Bóg kierowany miłością prowokuje nas do walki, której jednak nie musimy podjąć. Sprawimy Mu tym dodatkowy ból. Jeden z mnichów, Gueric z Igny, napisał kiedyś tak: O przebiegła dobroci, która udajesz nieczułość. Z jaką miłością walczysz z tymi, na których korzyść walczysz. Nie trać więc nadziei, ale trzymaj się mocno, szczęśliwa duszo, która rozpoczęłaś taką walkę z Bogiem. Tak, On chce twojej przemocy, pragnie być przez ciebie zwyciężony. Bo nawet wtedy, kiedy się gniewa i wyciąga rękę, aby zadać cios, szuka — jak sam wyznaje — człowieka, który jak Mojżesz stawiłby Mu opór. A kiedy go nie znajdzie, skarży się, mówiąc: Nie ma nikogo, kto by się podniósł i powstrzymał Mnie.

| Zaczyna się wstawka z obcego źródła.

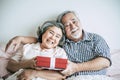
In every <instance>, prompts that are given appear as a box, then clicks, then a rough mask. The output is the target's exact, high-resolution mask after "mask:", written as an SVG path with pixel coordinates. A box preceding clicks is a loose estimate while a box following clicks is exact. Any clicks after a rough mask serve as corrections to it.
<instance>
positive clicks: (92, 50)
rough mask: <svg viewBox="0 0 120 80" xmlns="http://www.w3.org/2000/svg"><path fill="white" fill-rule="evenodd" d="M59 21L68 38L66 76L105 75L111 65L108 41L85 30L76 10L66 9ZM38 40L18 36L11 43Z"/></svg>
mask: <svg viewBox="0 0 120 80" xmlns="http://www.w3.org/2000/svg"><path fill="white" fill-rule="evenodd" d="M57 21H58V22H60V23H62V24H63V25H64V29H65V32H66V40H65V43H64V44H63V48H64V50H65V51H66V53H67V56H68V59H69V64H68V66H67V68H66V69H65V70H64V71H62V74H64V75H65V76H77V75H105V74H106V68H107V67H109V66H110V65H111V60H110V50H109V47H108V45H107V43H106V41H105V40H104V39H103V38H102V37H101V36H99V35H97V34H95V33H89V32H86V31H85V30H83V28H82V25H81V23H80V20H79V18H78V17H77V15H76V13H75V12H74V11H65V12H63V13H62V14H60V15H59V16H58V18H57ZM33 42H37V38H35V37H25V36H18V37H15V38H13V39H11V40H10V41H9V42H8V44H7V46H6V50H7V49H8V47H9V46H10V45H15V48H14V50H16V49H17V48H18V47H19V44H21V43H23V44H26V43H33Z"/></svg>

Logika domaga się, aby pozbawić udzielonych darów tego, kto nie potrafi ich rozwijać. Ale tak naprawdę Bóg nie ma komu oddać talentu odebranego gnuśnemu słudze, bo ludzie są niepowtarzalni, podobnie dary. Jeżeli więc ktoś zmarnuje dobro, które mógł uczynić, ono już nie zaistnieje. Dlatego Bóg staje do walki, gdyż domaga się tego Jego sprawiedliwość i poważne traktowanie człowieka. Ale tak naprawdę chce tę walkę przegrać. Jeśli zwycięży i odbierze człowiekowi talent, którego ten nie będzie się starał utrzymać, stanie się jednocześnie tym, który przegrał: dobro zostanie bezpowrotnie zmarnowane. Jeżeli zaś zwycięży człowiek, zwycięzcą będzie również Bóg: Jego „inwestycja” — choć z opóźnieniem — przyniesie owoc.
Jacques Loew (Modlitwa w szkole wielkich przyjaciół Boga) zauważa: Jakub nie mówi: „Bądź wola Twoja”. Walczy aż do rana w niewiarygodny sposób. Czyżby więc Jakub był silniejszy niż Bóg? To niemożliwe, wtedy Bóg nie byłby Bogiem. Skąd bierze się siła Jakuba, który może walczyć całą noc i nie daję się zwyciężyć? Jakub walczy — i to jest dla nas jakaś nauka — posługując się bronią samego Boga. Walczy posługując się jako bronią obietnicą Boga i Jego wiernością. To jest to, co mówił Hiob: „Choćby mnie zabił, Jeszcze będę Mu ufał”. Podejmie to potem Teresa od Dzieciątka Jezus. Dopóki się ufa, nie można zostać pokonanym (podkreśl. J.K.). Jakub zwyciężył przez swoją nadzieję. (…) Siłą Jakuba jest jego nadzieja, nie spryt, wysiłek, ani ludzkie sposoby. (…) Jakub nie ma innej broni, ale tej broni sam Bóg mu nie wytrąci. Księga Mądrości powie o Jakubie: „Mądrość (…) rozstrzygnęła na jego korzyść ciężkie zmaganie, by wiedział, że pobożność mocniejsza jest niż wszystko” (10, 12).